The policy memo issued on May 22, 2026, directs immigration officers to evaluate adjustment of status requests on a case-by-case basis and grant relief only in extraordinary situations. USCIS spokesman Zach Kahler explained the shift as necessary to uphold the law and improve fairness and efficiency in the immigration system.
This policy affects nonimmigrant visa holders such as students, temporary workers, and tourists who previously might have sought to adjust status while in the U.S. Instead, they must now return to their home countries to apply for immigrant visas through the Department of State's consular offices.
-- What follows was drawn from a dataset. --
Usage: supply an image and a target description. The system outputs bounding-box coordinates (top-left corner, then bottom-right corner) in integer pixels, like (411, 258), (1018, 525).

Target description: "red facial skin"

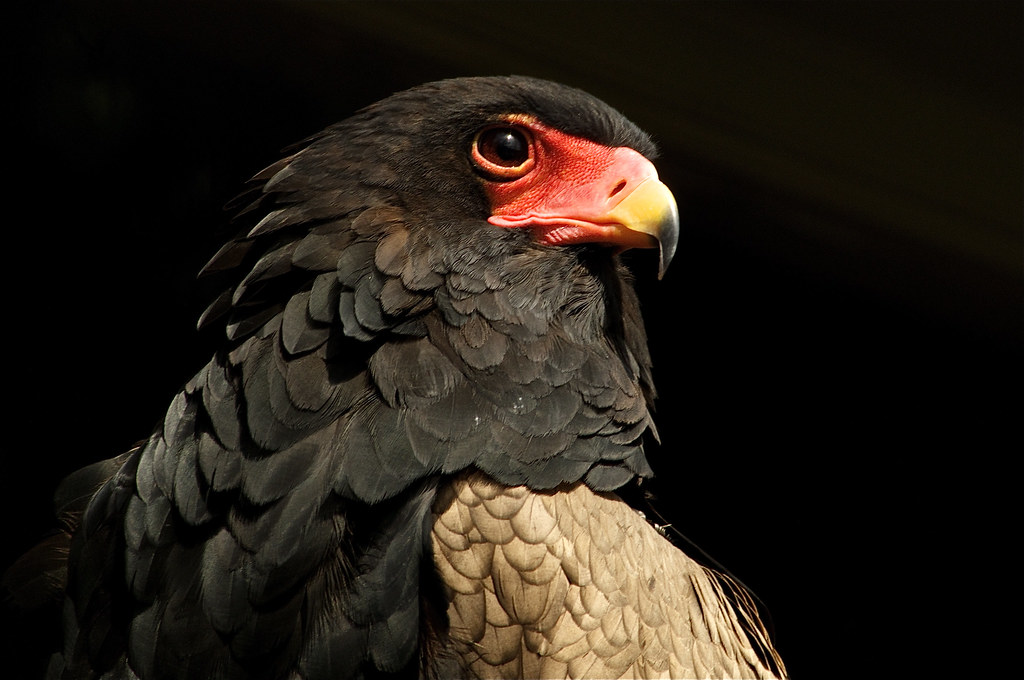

By enforcing this approach, USCIS intends to reduce the number of individuals who remain in the U.S. unlawfully after being denied residency and to allocate USCIS resources to priorities like naturalization and visas for crime victims.
Who is affected by the new USCIS adjustment of status policy?
The new USCIS policy primarily affects nonimmigrant visa holders currently in the U.S. on temporary status who seek to adjust to lawful permanent resident status without leaving the country. This includes students, temporary workers, visitors on tourist visas, and others who have been residing temporarily in the U.S.
For residents of Raleigh, NC and Orlando, FL (where our Florida office is located), this means that individuals who had planned to file adjustment of status applications while inside the U.S. will now generally have to return to their home countries to complete consular processing. This affects thousands of applicants annually who pursue green cards through family or employment-based categories.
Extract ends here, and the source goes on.